Writing Retro Games is the Best Way into Software Development

Daniel Cook
3 min readFeb 18, 2021
Photo by Lorenzo Herrera on Unsplash

I started coding in college and hated it. I hated the rules, how petty it was. And more importantly, how shit I was at it. Just one character out of place, just on! And the whole thing ceased to work. What a joke.

But I spent some time, watched some YouTube videos and become one of the best in the class. It didn’t take much really, because no one else was really putting in much effort and really didn’t enjoy coding. So a few hours here and there was enough to be in the top 3 or so. And you feel good when people come to you for help, which reinforces your identity as a developer and your resolve to get better.

We started coding in VB and really it was a good way to get started, we moved onto C# eventually and in both these languages we started with event driven windows forms. It was cool to see a genuine windows app, with familiar buttons etc, do things that I had coded.
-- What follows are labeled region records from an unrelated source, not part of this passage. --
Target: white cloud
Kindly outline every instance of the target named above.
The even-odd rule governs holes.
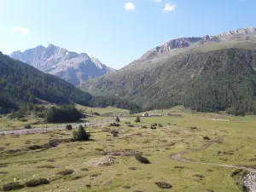
[[[22,35],[27,35],[29,32],[28,28],[26,27],[19,27],[19,26],[15,26],[14,27],[14,30],[19,32],[21,32]]]
[[[131,2],[128,2],[128,3],[125,3],[125,9],[126,11],[131,11],[131,10],[134,10],[135,5]]]
[[[177,8],[176,4],[166,3],[164,11],[175,11],[176,8]]]

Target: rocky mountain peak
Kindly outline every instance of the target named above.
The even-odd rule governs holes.
[[[99,60],[90,59],[86,53],[78,54],[52,44],[46,48],[39,45],[24,52],[15,51],[10,56],[74,85],[113,71]]]
[[[150,59],[154,57],[154,55],[158,54],[162,54],[175,49],[189,47],[193,44],[205,43],[208,41],[218,41],[219,38],[226,38],[228,39],[230,36],[232,35],[235,36],[247,35],[252,33],[256,33],[256,28],[253,26],[248,26],[246,28],[240,28],[234,31],[225,32],[216,36],[206,35],[204,37],[199,37],[199,38],[192,37],[192,38],[180,38],[172,39],[146,52],[144,55],[143,55],[140,60]]]
[[[227,36],[227,35],[238,35],[238,34],[249,34],[249,33],[253,33],[256,32],[256,28],[253,26],[248,26],[246,28],[240,28],[230,32],[225,32],[223,33],[220,33],[218,36]]]

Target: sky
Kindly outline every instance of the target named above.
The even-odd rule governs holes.
[[[121,68],[183,37],[256,27],[256,0],[0,0],[0,51],[49,44]]]

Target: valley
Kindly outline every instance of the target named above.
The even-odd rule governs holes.
[[[99,52],[122,62],[136,49],[123,41]],[[119,70],[52,44],[0,52],[0,190],[255,192],[255,69],[251,26],[174,38]]]
[[[181,107],[154,113],[181,116],[141,116],[137,123],[137,114],[125,116],[119,127],[107,122],[92,130],[86,126],[91,141],[41,149],[29,146],[71,138],[73,131],[1,135],[2,186],[46,178],[49,183],[20,191],[163,191],[157,182],[171,184],[171,191],[243,190],[241,179],[255,167],[254,116],[192,113]],[[217,119],[224,120],[212,120]],[[116,156],[121,151],[128,156]],[[140,163],[129,151],[142,153],[150,164]],[[59,173],[65,170],[73,172]]]

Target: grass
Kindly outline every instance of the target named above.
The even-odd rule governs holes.
[[[170,154],[200,148],[207,142],[203,139],[204,136],[211,139],[223,137],[222,143],[214,143],[204,151],[185,156],[203,162],[255,166],[256,161],[249,160],[255,159],[256,154],[253,147],[256,144],[256,117],[191,113],[181,108],[166,111],[176,111],[183,116],[142,117],[140,123],[133,123],[135,127],[128,127],[125,121],[121,121],[120,127],[109,127],[109,131],[119,131],[117,137],[113,137],[109,131],[102,131],[102,128],[95,128],[91,133],[93,141],[61,143],[47,150],[27,151],[20,154],[6,155],[6,153],[9,149],[47,143],[49,138],[69,138],[72,131],[63,130],[45,134],[21,135],[20,137],[1,136],[0,148],[4,148],[0,151],[0,161],[1,165],[6,166],[1,167],[1,172],[7,172],[1,175],[1,184],[12,183],[15,178],[20,183],[32,179],[46,178],[50,182],[49,184],[25,188],[22,191],[88,191],[90,187],[92,192],[153,192],[163,191],[155,183],[164,182],[172,186],[173,192],[207,189],[240,192],[236,179],[230,176],[234,169],[179,162],[171,160]],[[133,122],[134,117],[127,117],[125,121],[130,120]],[[150,125],[154,123],[162,124],[163,127],[151,130]],[[142,129],[142,125],[147,125],[148,128]],[[26,144],[26,141],[31,141],[31,144]],[[5,146],[6,143],[10,144]],[[87,162],[93,158],[102,157],[102,151],[125,149],[142,152],[151,164],[142,164],[134,156],[116,156],[118,163],[112,166],[87,166]],[[55,168],[47,168],[53,166]],[[66,176],[58,174],[64,170],[73,170],[73,172]],[[131,188],[125,189],[124,186]]]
We grew up with windows, and now we were making windows applications!

Ignore people who say that one language is crap and another is awesome. Most languages can do most things. And more importantly, almost no develop is pushing the limits of performance of any language.

It’s not a bad way to get started but I think I really got into coding when we moved onto making basic 2D games in C#. We were using the XNA framework which took a lot of the complexity out of it and let us focus on the important things, making games! It’s great and nowadays it exists as part of the Xamarin framework. (It was mono before that too)

I really think making basic 2D games is the best way to learn development. I think it is partly to do with the visual feedback you get for every line of code that you write. You start to develop a game and what do you do first? You draw something on the screen — a spaceship lets say. Next? Well you get the spaceship to move. On from there, you might add some enemies, some bullets. Collision detection.

Before you know it you have a playable game, that you, yourself have created! It’s a great feeling and you really feel like you are making something of value. You can also hand it to somewhere else to try. You can bet they’ll be more interested than if you showed them a hello world HTML page.

Games have a character to them that websites do not. A lot of websites look similar, you’ll probably have a logo, a menu of some kind. But each game is extremely different from every other. Even in the small details. You could sit two people down and ask them to make a game containing a spaceship flying around the screen and you could bet that if you played both games, those spaceships would fly entirely differently. One would be quicker than the other, maybe one would be more precise — or take longer to come to a stop. I think this adds value and you feel like what you are creating is much more of a piece of art than a desktop or web application would be.

If you are interested in development I would say give game development a try. Find a nice simple framework that takes some of the thought out of it and try putting together a basic game. You may find yourself becoming a software — or even better, game developer.